A imagem dominante é a das mesas na vastidão do espaço. As mesas contêm centenas de desenhos, livros, jornais e maquetas. E cada uma delas contém ainda numa estratificação horizontal de conteúdos várias camadas de informação. E para poder compreender a densidade há que mergulhar, com tempo, nestes extractos.

Mas o comissário não abdicou de uma narrativa estrutural com um nexo cronológico. O primeiro sector, intitulado A arquitectura para hoje: quando os edifícios moldam o espaço colectivo (1957-1965), é o que mais se relaciona com a prática da arquitectura. Aqui podemos ver os projectos de habitação, com a convicção do seu papel no espaço colectivo e individual da sociedade, que moldaram o interesse de Portas nestes anos. Daí em diante o arquitecto iria privilegiar o “desenho do chão” relativizando o protagonismo da arquitectura. É o segundo sector, A Cidade como Arquitectura. Quando o espaço colectivo molda os edifícios (1962-1974). E aí estão obras como a Igreja do Sagrado Coração de Jesus em Lisboa, de 1962, feita em co-autoria com Nuno Teotónio Pereira e hoje classificada como Monumento Nacional, que embora sendo um edifício já está a falar de modos de intervir na cidade, com as suas conexões urbanas e espaços colectivos.

No 25 de Abril de 1974 Portas é chamado a dirigir a Secretaria de Estado da Habitação e Urbanismo. Tema vertiginoso nos anos da revolução quando a questão da habitação está à beira da explosão social. É o momento em que o arquitecto, que se afirma um reformista e não um revolucionário, assume o papel do decisor, tornando realidade as suas investigações sobre participação. As Operações S.A.A.L. são fruto deste período que na exposição corresponde ao terceiro sector, O processo também desenha: da participação à gestão do Habitat (1969-1989).
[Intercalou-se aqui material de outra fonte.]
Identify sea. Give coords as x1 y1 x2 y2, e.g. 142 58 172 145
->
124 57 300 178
Aí está, numa das mesas, o despacho que deu origem ao S.A.A.L. corrigido pela mão do próprio Portas.

Com a década de 1980 os municípios assumem um protagonismo renovado e a gestão do território um questão em aberto. Portas aí estaria interessado na figura do Plano Director Municipal. Estamos no quarto sector das Novas Políticas Urbanas: o planeamento municipal de escala variável (1978-1998) mas também no quinto A Cidade como Obra Aberta: entre o desenho do chão e o projecto urbano (1988-2008).

E no sexto e último sector o confronto sem síntese - com “convicção e incerteza”, título de uma entrevista que deu ao Jornal de Letras em 2006 - com a cidade subjectiva. Aquela onde mora a esmagadora maioria da população, aquela que resiste a uma modelação sistémica, aquela que aparenta não ser domesticável. É a proposta desconcertante de aceitarmos a forma da cidade disposta de modo não linear ou sequencial. Portas chama-lhe o “Hipertexto urbano”.